This conversation comes up frequently and it turns into a short discussion on exactly what a GPS receiver can and cannot do when it comes to figuring out which direction you are going...or in this case, heading.
A GPS receiver alone has to do some calculations to figure out what it calls the COG, or coarse over ground. If you are moving along then the GPS has a place that it knew it was just a second ago and where it is right now. Some processing then produces a vector, or a velocity in a direction. That is your COG. As soon as you go very slow the GPS cannot determine your COG with any accuracy.
If you point your bow 5 degrees starboard to compensate for a drift and to maintain your COG, then your heading is 5 degrees more than your course. A GPS receiver cannot compensate for this difference. The one exception being a satellite compass, which is really a heading sensor using multiple GPS receivers spaced a couple of wavelengths away from each other.
This issue of heading versus course is a real issue when using an autopilot or radar. The autopilot is an obvious application needing heading input. Most major brand kits come packaged with what is called a flux gate compass.
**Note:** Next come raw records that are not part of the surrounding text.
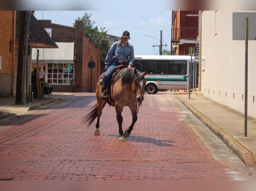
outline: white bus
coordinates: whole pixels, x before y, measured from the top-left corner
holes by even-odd
[[[189,56],[135,56],[133,67],[142,72],[147,70],[145,78],[148,94],[156,94],[158,90],[188,90],[191,59]],[[190,89],[198,86],[199,62],[194,57],[192,67]]]

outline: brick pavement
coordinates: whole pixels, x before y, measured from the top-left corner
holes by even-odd
[[[0,121],[0,179],[246,179],[213,159],[166,96],[145,95],[124,142],[112,107],[103,110],[101,135],[94,135],[95,123],[84,125],[85,111],[96,101],[82,96]],[[128,107],[123,114],[125,130],[132,117]]]

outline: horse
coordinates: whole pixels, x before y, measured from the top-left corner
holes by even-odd
[[[97,118],[94,134],[100,135],[100,119],[102,109],[107,102],[115,107],[119,129],[119,140],[124,141],[130,136],[137,120],[138,109],[144,99],[146,86],[145,76],[147,75],[147,71],[140,72],[134,68],[125,68],[120,70],[113,80],[114,81],[109,85],[110,86],[110,92],[108,100],[102,98],[102,83],[100,80],[98,80],[96,93],[97,102],[85,117],[84,121],[90,125]],[[132,121],[129,128],[124,132],[122,127],[123,118],[122,112],[123,107],[125,106],[130,108]]]

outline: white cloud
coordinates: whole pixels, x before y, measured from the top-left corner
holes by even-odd
[[[167,19],[165,17],[159,16],[157,18],[150,18],[149,22],[150,24],[152,25],[160,25],[164,24]]]
[[[102,26],[105,27],[106,29],[108,29],[114,26],[115,23],[113,21],[106,21],[102,24]]]

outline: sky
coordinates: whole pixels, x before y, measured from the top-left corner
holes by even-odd
[[[161,31],[162,50],[170,51],[171,38],[171,11],[129,11],[112,14],[109,11],[36,11],[37,20],[50,20],[52,23],[73,26],[76,19],[86,13],[92,14],[93,27],[105,27],[107,33],[121,37],[127,30],[130,33],[129,42],[133,46],[135,55],[159,55]],[[147,35],[148,36],[145,35]]]

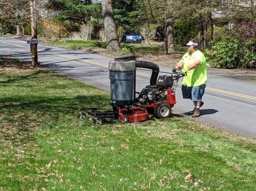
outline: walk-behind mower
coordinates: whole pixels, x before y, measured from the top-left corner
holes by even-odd
[[[183,76],[179,72],[170,76],[161,75],[158,66],[152,63],[136,61],[135,56],[116,58],[109,62],[111,105],[113,110],[100,111],[97,108],[81,108],[80,117],[89,115],[96,125],[107,119],[120,122],[133,122],[157,118],[169,117],[171,108],[176,103],[175,91]],[[150,85],[140,92],[136,92],[136,69],[152,70]],[[136,96],[136,95],[138,96]]]

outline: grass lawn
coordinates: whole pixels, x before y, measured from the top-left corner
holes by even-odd
[[[55,40],[51,42],[42,41],[40,43],[46,45],[75,50],[85,49],[93,50],[93,49],[97,48],[105,48],[106,46],[105,42],[100,42],[96,41]],[[164,47],[159,44],[145,44],[144,43],[127,43],[121,42],[120,46],[124,53],[144,52],[154,53],[158,52],[163,53],[164,52]],[[178,52],[186,52],[187,51],[186,47],[176,47],[176,51]]]
[[[108,92],[25,64],[0,59],[0,191],[255,190],[255,140],[179,116],[95,126],[79,107]]]

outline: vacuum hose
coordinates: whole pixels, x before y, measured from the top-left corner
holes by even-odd
[[[144,68],[152,70],[152,74],[150,78],[150,85],[154,85],[156,83],[159,73],[159,67],[157,64],[149,62],[136,61],[136,65],[137,68]]]

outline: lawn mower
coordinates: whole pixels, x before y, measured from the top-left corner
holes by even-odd
[[[116,58],[110,61],[108,65],[113,110],[103,111],[95,107],[81,108],[80,118],[91,116],[95,124],[102,125],[107,119],[134,122],[152,119],[155,117],[170,117],[171,108],[176,103],[175,91],[178,81],[183,76],[180,71],[157,78],[159,67],[157,64],[136,61],[134,56]],[[150,85],[140,92],[136,92],[136,69],[139,68],[152,70]]]

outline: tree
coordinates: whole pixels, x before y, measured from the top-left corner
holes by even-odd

These solid-state sensors can detect the change in the earth's magnetic field as their orientation is changed. The newest models are NMEA 2000 compliant and are powered by the network at the same time.
Using a heading sensor with a marine radar system opens up more features, such as MARPA target tracking, real motion target trails, and radar chart overlay that matches on the chart what your bow is really pointing to. It is also reassuring to be able to acquire a target on the radar and within a few sweeps, then know it's heading and speed. That information can be displayed as a motion vector on the chart showing where that guy is headed and if he is going fast or slow. Even though AIS can do that and give more detailed information, AIS installations are on few boats and it is more practical to use radar for target tracking at this point.
I have mentioned the two major types found today, a fluxgate type rate compensated solid state heading sensor, or a satellite compass.
In both types, NMEA 2000 should be used to assure fast update times required by most manufacturer's equipment. Older NMEA 0183 type sensors may not refresh fast enough. Look for 100ms update times or better.
Because of the features gained in the radar capability alone, the purchase of a heading sensor may be one of the most value packed electronics investments you can make. Now when you choose "heading up" orientation on a chart plotter, the bow is really pointing at what the chart shows even if you are stopped or ahead slow, circling for that perfect fishing mark.